Hello! My nickname is TrainYukito.
First time here and I want to introduce myself somehow, so I decided by showing some of my drawings.
I use to draw humans and fanart of video-game characters, never into so much about furries but I love them somehow, that's why I have at least two OC's.

This is Andressa, a raccoon girl:






Sorry, I still didn't drew a good image of her, but at least you saw her using a maid outfit 
Created her in 2012.

Also created Lilly, an Albine Femboy Rat:




Yeah, I think femboy characters somehow cute.
Created this year (2017)

And just for curiosity, here the last fanart I did from a video-game character:




Rachel Alucard - Blazblue

Well, that's it. It's my first time here in furaffinity, participating at least, cause I have my account created about 3-5 years ago, I don't remember. Hope I get use to draw more furry characters and make some friends with common interests. So... Hello again for you :3

OFF: Sorry if I just put a large images, cause I don't know how to make them more small or put them in a "spoiler", so you don't needed to load them in one go.


----------



## Drayx (Jun 6, 2017)

Hi, Welcome to the forum! Hope you'll like it here. You have some interesting and cute characters 
Do you have an updated gallery on FA?


----------



## Liam The Red (Jun 6, 2017)

Welcome to the Barbeque! We have cookies! (well . . .they're talking about cookies in another thread, anyway). Come in and pull up a chair. Share your thoughts and opinions.  Feel free to embarrass yourself right along with the rest of us.  Don't be offended if we sometimes pick on you; all families do that.

Cute characters. A little human for my tastes, but that's just me.


----------



## TrainYukito (Jun 6, 2017)

Drayx said:


> Hi, Welcome to the forum! Hope you'll like it here.
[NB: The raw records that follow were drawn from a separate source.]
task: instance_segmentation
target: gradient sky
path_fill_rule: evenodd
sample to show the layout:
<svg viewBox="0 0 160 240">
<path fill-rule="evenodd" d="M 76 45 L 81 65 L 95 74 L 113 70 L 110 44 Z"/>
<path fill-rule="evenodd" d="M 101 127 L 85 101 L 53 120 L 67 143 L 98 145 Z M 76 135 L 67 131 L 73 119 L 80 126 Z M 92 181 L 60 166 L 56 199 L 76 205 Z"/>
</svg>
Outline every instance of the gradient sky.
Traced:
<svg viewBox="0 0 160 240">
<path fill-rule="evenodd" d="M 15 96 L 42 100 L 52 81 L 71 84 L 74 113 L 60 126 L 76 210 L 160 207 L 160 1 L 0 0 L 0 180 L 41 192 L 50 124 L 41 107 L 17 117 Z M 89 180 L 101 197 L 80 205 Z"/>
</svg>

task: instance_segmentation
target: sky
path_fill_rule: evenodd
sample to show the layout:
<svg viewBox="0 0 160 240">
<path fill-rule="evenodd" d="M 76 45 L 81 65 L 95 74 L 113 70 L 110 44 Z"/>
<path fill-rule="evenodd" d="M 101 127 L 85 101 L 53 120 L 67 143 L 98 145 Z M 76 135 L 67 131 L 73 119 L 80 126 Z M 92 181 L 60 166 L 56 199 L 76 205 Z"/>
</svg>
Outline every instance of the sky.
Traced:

You have some interesting and cute characters
> Do you have an updated gallery on FA?


Thanks, trying to work better on them.
Yes, I'm still learning to draw furry characters, but any updates I'll post there:
Userpage of trainyukito -- Fur Affinity [dot] net
Also, loved your art 



Liam The Red said:


> Welcome to the Barbeque! We have cookies! (well . . .they're talking about cookies in another thread, anyway). Come in and pull up a chair. Share your thoughts and opinions.  Feel free to embarrass yourself right along with the rest of us.  Don't be offended if we sometimes pick on you; all families do that.
> 
> Cute characters. A little human for my tastes, but that's just me.



Thanks, never so much into participating in a forum, but I'll try somehow. Even if the only way is posting my drawings here.


----------



## Drayx (Jun 6, 2017)

TrainYukito said:


> Thanks, trying to work better on them.
> Yes, I'm still learning to draw furry characters, but any updates I'll post there:
> Userpage of trainyukito -- Fur Affinity [dot] net
> Also, loved your art
> ...



Thank you :}
Good luck on FA! Keep updating your gallery  - what about more old drawings if you don't have new ones? 
What are your fav video games?


----------



## MsRavage (Jun 6, 2017)

welcome i enjoy your art!!


----------



## TrainYukito (Jun 6, 2017)

Drayx said:


> Thank you :}
> Good luck on FA! Keep updating your gallery  - what about more old drawings if you don't have new ones?
> What are your fav video games?


Thanks and great idea! But I think I'll post some of them in FA instead.
Always I'll love Dark Souls and Kingdom Hearts franchise, but usually I love to play any type of games, giving me a control or keyboard+mouse and I'll play it xD, at least for games who have a start and finish, I don't like too much to be stuck in one multiplayer game only.



MsRavage said:


> welcome i enjoy your art!!


Thanks 
Also loved your style in tradicional drawing, pretty unique, indeed.


----------



## chirchri (Jun 8, 2017)

Hiya， welcome to the forum!   I love your art style.


----------